It’s past midnight and half the residents of the house are awake, trickling in and out of the kitchen.
The chocolate chip cookies in the oven are almost ready, wafting warm, sweet air into every corner of the five-story brownstone, and students — curled over their textbooks at the kitchen table, perched on countertops and cross-legged on the floor — are studying, venting, celebrating, and debriefing one another on their day.
When one wanders down Bay State Road, the Harriet E. Richard’s house appears to be just like the other brownstones — the only defining features being the Danny DeVito and Michelle Obama cutouts in the window — but the close-knit community has a deeper history on campus.
The HER house, established in 1928, is a cooperative home for undergraduate cisgender and transgender women and nonbinary people who are dependant on financial aid.
“It’s not just about low income housing, it’s about being able to be prepared to fully contribute to this little community that we have, because it takes every one of us to maintain it,” said Morgan Sile, a sophomore in the College of Communications and HER House clerk, meaning she’s responsible for delegating and managing the chores. “I think it’s absolutely worth it.”
Students get into the class through an application process. Eligibility requirements include being a full-time undergraduate female or nonbinary student, having a 2.0 GPA and being in good academic standing, demonstrating financial need and being able to pay the adjusted rent cost.
The house, founded by the first dean of women at the University, Lucy Jenkins Franklin, who, after a vacation to France, was “fascinated by the cooperative concept” and brought the idea back to BU. It was the first all-female cooperative dormitory in the country, and served as a model for many other cooperative dorms.
It was named after Dean Franklin’s good friend, Harriet Eliza Richards who donated the first $100 to get the house up and running. Now, according to the HER House website, up to 24 students, from all walks of life, reside in and sign on to work for the communal needs of everyone in the HER House.
Students at the HER house are offered a reduced rate on housing for students who otherwise couldn’t afford living and tuition costs, the website states. According to the HER Lifebook, each member of the household also has weekly chores and designated responsibilities such as food shopping, cleaning and cooking.
As the person that assigns the chores, Sile said it’s important to recognize it’s everyone’s space, and they all play a role in keeping the historic house maintained for the community.

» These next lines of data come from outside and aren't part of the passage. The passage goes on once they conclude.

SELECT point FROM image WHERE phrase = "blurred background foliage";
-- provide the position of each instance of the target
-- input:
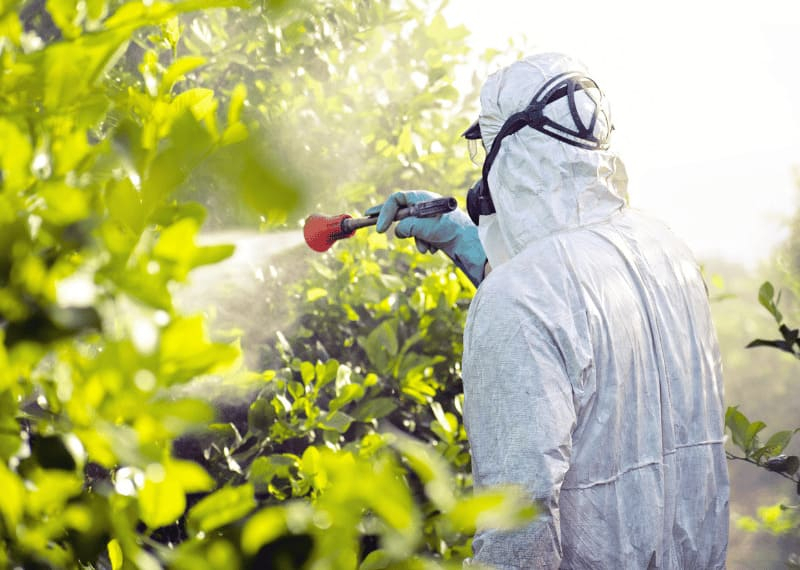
(169, 399)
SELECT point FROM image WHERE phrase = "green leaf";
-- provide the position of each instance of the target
(766, 294)
(222, 507)
(238, 97)
(307, 372)
(115, 554)
(738, 423)
(161, 502)
(191, 476)
(12, 499)
(375, 408)
(381, 344)
(336, 421)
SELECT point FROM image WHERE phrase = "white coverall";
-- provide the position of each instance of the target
(591, 369)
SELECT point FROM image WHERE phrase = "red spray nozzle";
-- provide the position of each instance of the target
(322, 231)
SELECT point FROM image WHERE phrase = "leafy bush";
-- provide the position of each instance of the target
(353, 453)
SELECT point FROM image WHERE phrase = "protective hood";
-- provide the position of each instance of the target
(539, 184)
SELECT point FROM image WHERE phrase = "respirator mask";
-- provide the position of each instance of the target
(581, 135)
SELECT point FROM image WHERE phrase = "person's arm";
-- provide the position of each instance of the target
(453, 233)
(519, 416)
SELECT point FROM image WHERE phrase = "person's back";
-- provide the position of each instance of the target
(591, 369)
(627, 358)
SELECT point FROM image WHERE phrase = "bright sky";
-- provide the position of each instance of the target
(705, 96)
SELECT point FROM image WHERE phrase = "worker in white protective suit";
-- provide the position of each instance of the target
(591, 369)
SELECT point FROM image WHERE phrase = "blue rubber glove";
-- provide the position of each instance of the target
(453, 233)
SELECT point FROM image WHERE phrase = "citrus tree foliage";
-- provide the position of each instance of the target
(356, 97)
(768, 452)
(107, 120)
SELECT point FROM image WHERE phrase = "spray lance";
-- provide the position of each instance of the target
(322, 231)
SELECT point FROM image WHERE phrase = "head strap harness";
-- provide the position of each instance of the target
(479, 201)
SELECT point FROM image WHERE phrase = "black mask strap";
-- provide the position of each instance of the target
(566, 84)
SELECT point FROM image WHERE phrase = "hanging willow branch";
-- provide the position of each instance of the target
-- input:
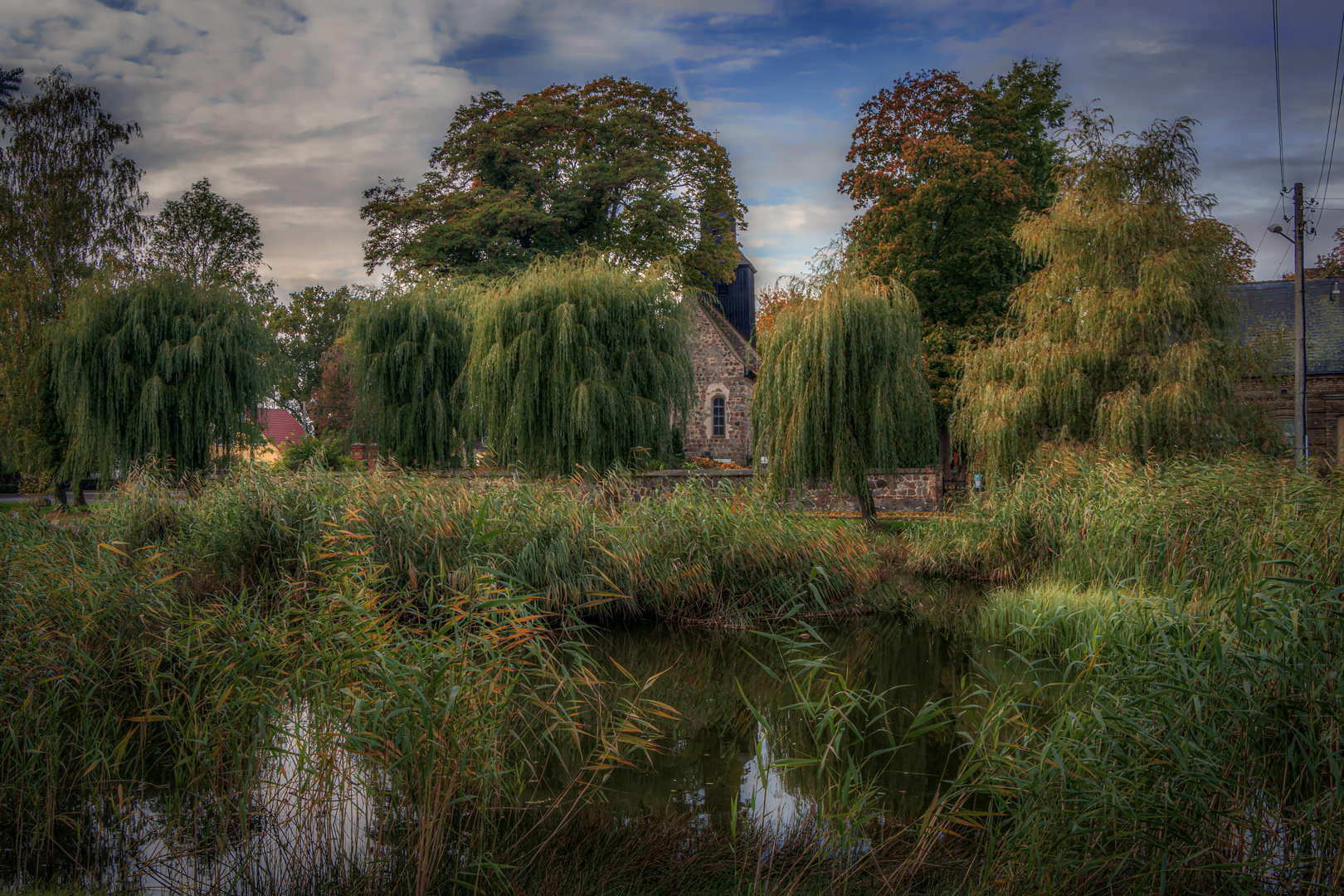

“Living in the house is knowing that everyone wants to be there and wants to contribute to that community and create a positive environment for everyone,” Sile said. “They’re looking for camaraderie that I think we all get.”
When she was a freshman, Sile said she lived on a co-ed floor in Warren where she didn’t speak to anyone. She said that living in an all-women and nonbinary space changes the experience and overall atmosphere of her living situation.
“We take a lot of steps to make sure everyone in the house feels safe in this environment,” Sile said. “I think that’s something that I didn’t really experience in a dorm building.”
Sile said though a definite attraction of the HER house is financial, the friendship and close relationships are very valuable and informative.
“It’s a camaraderie that you get from just being able to sit around a table and eat the food that someone’s cooked for you,” Sile said of the meals members make three times a semester each. “It’s like something that you would miss when you’re away from home.”
Margaret Ortwerth, a junior in the College of Arts and Sciences and president of HER House, said she moved into the house last Fall. She said she chose to apply to the house given the loans, work and savings she had to take out to pay for her first semester on campus.
“It was going to turn into a lot more loans if I was going to continue here, and I was really worried and trying to find different solutions,” Ortwerth said. “It was less of a decision of ‘Should I apply to the HER house?’ and more a desperate ‘Will they let me in?’”
She said while the house helps her life by making it more affordable, she was surprised how fulfilling it was in other ways too.
“I do think that there were a lot of things that I didn’t expect to be as fulfilling as they are,” Ortwerth said. “A lot of times on our cook nights, people bring their own backgrounds to the table, and you learn things that you never thought you would have.”
Kaylynn Michael, a junior in the College of Fine Arts and vice president, said the community in the house makes it all worth it.
“My favorite memories are just sitting around the kitchen table in the middle of the night,” Michael said. “Some people are doing work, some people are baking, or making smoothies, doing whatever. And it’s just so chaotic, but in the best way possible and I think that helps build community.”
Ortwerth said she hopes more people get to hear about the house.
“I’ve noticed so many other people who had my story of stressing day and night about how they were going to stay here and what they were going to do, who had no idea the house was an option,” she said. “And then somehow it dropped in their lap and the day was saved.”
If people are interested in cooperative living and are financially eligible for the application, or know someone who is, Ortwerth said HER House might be the place they are looking for.
“It does feel like a hidden gem, that’s sometimes a little too hidden to the point that the people who need it don’t know that it exists,” she said. “If people are either interested in living in a cooperative house … or even know someone who they know is struggling, and would be interested in it, to let them know that it’s an option. And I think it’s a pretty good one.”
Disclaimer: Co-Features Editor Claire Law lives at the HER House and was not involved with the editing or the writing of this article.